Background
This exercise illustrates how to perform ordinary least squares (OLS) to identify which SNPs are significantly influencing phenotypes. We will ignore population structure in this example.
Install and load R packages
First, we are going to use the maize
data included in the synbreedData package. Learn more about the Synbreed project and synbreed R packages.
rm(list=ls()) # delete the objects in the current environment
# install.packages("synbreed")
# install.packages("synbreedData")
library(synbreed)
library(synbreedData)
data(maize)
?maize
summary(maize)
Read data
names(maize)
y1 <- as.vector(maize$pheno) # phenotype vector
intercept <- rep(1, length(y1)) # intercept vector
W1a <- cbind(intercept, maize$geno[,1:100]) # the intercept and the SNP matrix including the first 100 SNPs
length(y1) # 1250
dim(W1a) # 1250 101
Fitting OLS using the matrix multiplication operation
?solve # help page for the solve() function
?t # help page for the t() function
fit1a <- solve(t(W1a) %*% W1a) %*% t(W1a) %*% y1
head(fit1a) # estimates of the intercept and the first five SNP effects
tail(fit1a)
lm() function
We will use the lm()
function to fit OLS and estimate fixed SNP effect coefficients. The summary() function summarizes a model fit.

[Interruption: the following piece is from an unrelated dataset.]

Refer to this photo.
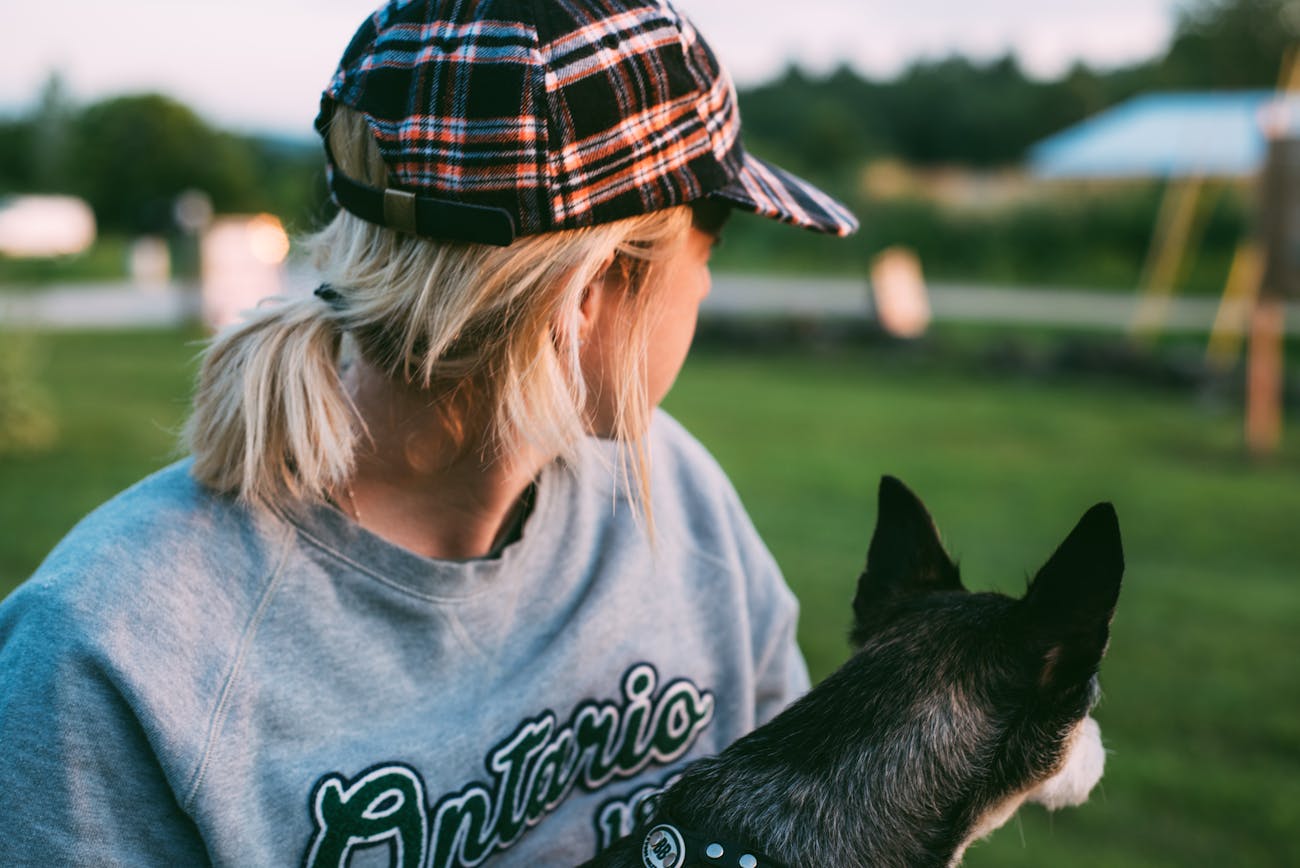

?lm # help page for the lm() function?
summary(lm(y1 ~ -1 + W1a))
names(summary(lm(y1 ~ -1 + W1a))) # names of accessible lists
summary(lm(y1 ~ -1 + W1a))$coef # return only coefficients
head(summary(lm(y1 ~ -1 + W1a))$coef) # return the first siz coefficients
head(lm.fit(W1a, y1)$coef) # fit the model using the lm.fit() function
t-values
How to obtain t-values in the third column?
t0 <- 169.655798 / 16.796230
t1 <- 2.054498 / 1.362064
t2 <- 8.685180 / 8.942172
t3 <- -7.896607 / 9.480402
t4 <- 4.005036 / 3.790624
t5 <- -3.425773 / 1.569304
p-values
How to obtain p-values in the fourth column?
my.df <- 1250 - 1 - 100
2*pt(q=t0, df=my.df, lower=FALSE) # intercept
2*pt(q=t1, df=my.df, lower=FALSE) # M1
2*pt(q=t2, df=my.df, lower=FALSE) # M2
2*pt(q=t3, df=my.df, lower=TRUE) # M3
2*pt(q=t4, df=my.df, lower=FALSE) # M4
2*pt(q=t5, df=my.df, lower=TRUE) # M5
Fitting the whole markers as fixed
W1b <- cbind(intercept, maize$geno) # the intercept and the whole SNP matrix
dim(W1b) # 1250 1 + 1117
# use the solve() function
fit1b <- solve(t(W1b) %*% W1b) %*% t(W1b) %*% y1
# use the lm() function
summary(lm(y1 ~ -1 + W1b)) # check the warning
Load the cattle data
data(cattle)
?cattle
dim(cattle$geno)
y2 <- cattle$pheno[,1,1] # use the first phenotype
set.seed(100)
cattle2 <- codeGeno(cattle,impute=TRUE,impute.type="random", reference.allele = "minor")
W2 <- cattle2$geno
intercept2 <- rep(1, length(y2)) # intercept vector
W2 <- cbind(intercept2, cattle2$geno) # the intercept and the SNP matrix
length(y2) # 500
dim(W2) # 500 7250 + 1
Fit OLS to the cattle data
What happens when we fit OLS to the data with \(n < m\)?
fit2 <- solve(t(W2) %*% W2) %*% t(W2) %*% y2
head(summary(lm(y2 ~ -1 + W2))$coef)